If + simple past , would + base verb
E.g. If we went by train, we would get there earlier.
(Also possible: would+ base verb +if+ simple past)
Something reasonably possible but ‘ more tentative’. Past tense does not refer to past. Here, it is likely that the train would take you to your destination faster.
Tell your students that they are stuck in a cave. Put them in groups of four. Give them different pictures or word cards with random items on them e.g. a chocolate bar, a chewing gum, a rope, a dog, a magazine, a plastic bag and so on. Each student has their own set of cards and each member of the group has different cards. Ask them to tell you how they would use these items in the cave. Would they also use them to get out of the cave? How? Each group should decide on the two or three most necessary items. They should use the 2nd conditional when saying how they will use this.
If I had a chewing gum, I would chew it in order to feel less stressed.
2nd conditional songs + Karaoke
If you could see me now The Script (official video)
If you had my love Jennifer Lopez (official video)
A consequence chain is like writing a chain story but the learners must use the 2nd conditional and write about consequences (for more about this go here). How do you set this up? Well, get your students to sit in rows. One student from each end of the room must write a sentence in the second conditional. Then, hand it to the student next to him/her. That student uses the previous student’s main clause to form an if clause, and then adds his/her own main clause and so on.
Student A: If you arrived here early, you would meet Peter. Next student: If you met Peter, you would probably end up going on a date.
Finish my sentence-Ball game
If you have learners who like moving around, you should play this game. One student stands in the front of the class and says half a conditional. The learner then throws the ball to a student and that student needs to finish off the sentence. You can even turn this into a team game where each student’s correct answer adds points to the team. This is great for the summer, you can play outside!
Let’s do some math
Give your students math tasks and ask them to write down what they see.
If I had 3 cows and they produced 5 kilos of milk every day, how much milk would each cow produce?
Get your learners to talk or write about what they would do in each of these scenarios. You can jazz things up by getting them to draw pictures while doing so, like a little picture composition.

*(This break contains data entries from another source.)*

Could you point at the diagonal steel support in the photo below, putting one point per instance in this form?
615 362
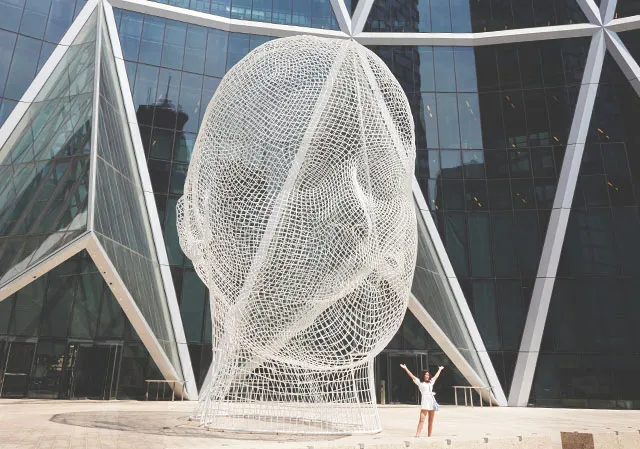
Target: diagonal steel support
458 297
621 55
360 15
590 9
342 15
607 10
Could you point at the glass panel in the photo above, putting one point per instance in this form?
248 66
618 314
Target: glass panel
432 290
44 190
121 221
462 16
589 350
46 374
86 305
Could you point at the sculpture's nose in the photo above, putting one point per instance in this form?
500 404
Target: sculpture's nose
358 216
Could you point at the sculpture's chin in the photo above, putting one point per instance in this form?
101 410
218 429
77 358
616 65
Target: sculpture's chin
286 399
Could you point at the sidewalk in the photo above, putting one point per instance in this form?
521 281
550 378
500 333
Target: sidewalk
26 424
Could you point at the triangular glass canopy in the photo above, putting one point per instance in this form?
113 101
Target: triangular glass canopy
70 181
44 164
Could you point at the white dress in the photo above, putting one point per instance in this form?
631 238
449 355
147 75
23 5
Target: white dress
426 389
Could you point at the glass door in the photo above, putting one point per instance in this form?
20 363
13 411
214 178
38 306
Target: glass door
14 379
94 370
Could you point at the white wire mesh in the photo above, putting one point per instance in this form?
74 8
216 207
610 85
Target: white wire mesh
298 215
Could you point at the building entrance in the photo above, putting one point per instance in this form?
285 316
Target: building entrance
15 365
93 370
392 383
55 370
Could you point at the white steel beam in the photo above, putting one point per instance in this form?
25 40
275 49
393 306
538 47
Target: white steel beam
590 9
459 298
554 239
624 24
447 346
93 157
360 15
624 59
151 208
133 313
221 23
342 16
607 10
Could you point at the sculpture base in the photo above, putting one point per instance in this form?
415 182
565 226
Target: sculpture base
293 418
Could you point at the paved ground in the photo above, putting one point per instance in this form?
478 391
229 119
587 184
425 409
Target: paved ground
128 424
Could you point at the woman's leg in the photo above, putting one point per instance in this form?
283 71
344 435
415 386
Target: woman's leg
423 414
432 414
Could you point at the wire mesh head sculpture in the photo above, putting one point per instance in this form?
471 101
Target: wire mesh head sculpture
298 215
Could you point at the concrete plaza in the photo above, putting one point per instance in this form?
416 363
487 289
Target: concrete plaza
129 424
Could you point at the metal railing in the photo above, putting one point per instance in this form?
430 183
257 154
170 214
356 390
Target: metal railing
164 385
471 389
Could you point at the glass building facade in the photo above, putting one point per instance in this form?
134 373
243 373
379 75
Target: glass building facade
493 125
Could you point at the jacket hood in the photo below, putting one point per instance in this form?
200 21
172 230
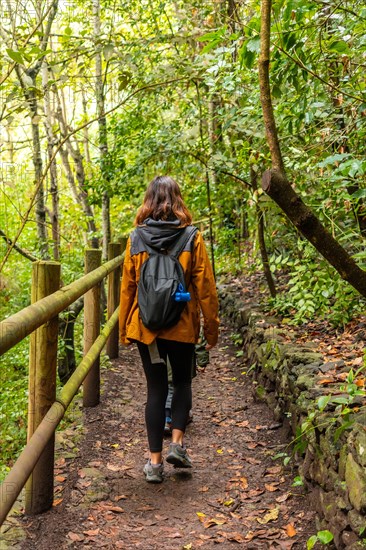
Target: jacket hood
160 234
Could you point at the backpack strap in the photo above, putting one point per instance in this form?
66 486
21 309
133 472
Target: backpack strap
187 234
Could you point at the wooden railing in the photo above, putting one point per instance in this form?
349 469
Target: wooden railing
35 466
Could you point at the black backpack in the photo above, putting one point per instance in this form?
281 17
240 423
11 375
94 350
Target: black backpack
162 284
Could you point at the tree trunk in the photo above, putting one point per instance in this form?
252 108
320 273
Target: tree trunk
102 124
85 129
276 185
21 251
79 192
280 190
30 95
265 90
51 142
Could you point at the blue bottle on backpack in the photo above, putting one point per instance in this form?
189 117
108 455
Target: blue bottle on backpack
181 296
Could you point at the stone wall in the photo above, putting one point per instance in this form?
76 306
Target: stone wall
289 378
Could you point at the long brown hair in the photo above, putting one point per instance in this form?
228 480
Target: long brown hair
163 201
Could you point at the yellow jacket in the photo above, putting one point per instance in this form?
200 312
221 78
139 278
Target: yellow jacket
203 297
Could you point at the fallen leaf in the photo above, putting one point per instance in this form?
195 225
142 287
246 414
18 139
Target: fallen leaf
325 381
243 482
271 488
176 535
235 536
290 530
60 478
283 497
116 509
252 460
113 467
213 521
75 537
273 470
92 532
271 516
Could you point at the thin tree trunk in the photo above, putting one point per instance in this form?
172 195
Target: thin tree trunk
51 142
261 239
276 185
102 124
21 251
208 185
85 129
79 192
265 90
40 207
279 189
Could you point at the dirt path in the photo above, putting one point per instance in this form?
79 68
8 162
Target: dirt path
236 492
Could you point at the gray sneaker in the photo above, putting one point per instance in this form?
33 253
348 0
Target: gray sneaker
178 456
153 472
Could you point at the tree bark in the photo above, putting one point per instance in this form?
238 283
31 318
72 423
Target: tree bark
261 238
21 251
279 189
79 192
265 90
102 125
51 142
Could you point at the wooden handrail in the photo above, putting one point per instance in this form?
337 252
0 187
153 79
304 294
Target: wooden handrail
24 322
18 475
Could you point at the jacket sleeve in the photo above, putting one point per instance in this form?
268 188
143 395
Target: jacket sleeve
128 292
204 285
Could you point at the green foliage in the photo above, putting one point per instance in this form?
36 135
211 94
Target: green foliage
324 537
314 289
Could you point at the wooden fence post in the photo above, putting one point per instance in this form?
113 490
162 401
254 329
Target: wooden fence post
42 387
91 385
114 250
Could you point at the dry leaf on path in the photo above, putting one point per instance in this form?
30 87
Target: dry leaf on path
271 488
290 530
75 537
92 532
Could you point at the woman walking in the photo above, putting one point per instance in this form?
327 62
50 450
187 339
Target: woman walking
159 223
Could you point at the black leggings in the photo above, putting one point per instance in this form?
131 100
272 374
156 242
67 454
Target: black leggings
181 357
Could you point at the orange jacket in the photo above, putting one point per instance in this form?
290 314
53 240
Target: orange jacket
203 297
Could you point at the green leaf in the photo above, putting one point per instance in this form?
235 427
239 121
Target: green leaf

If I won 1 million euros, I would……..
If I had one day left to live, I would……
If I could fly anywhere in the world, I would…..
If I could choose any famous person to date, I would…….
You choose three students and give them three I.D cards ( you can make these cards up or you can use information about famous people). You also choose a bachelor or bachelorette. The bachelorette/bachelor cannot see the three candidates. He/she asks questions like, ” What would you do if you were on a deserted island?” and the candidates need to answer using the 2nd conditional as well(if you press the title of this idea you can watch another teacher describing this game in more detail).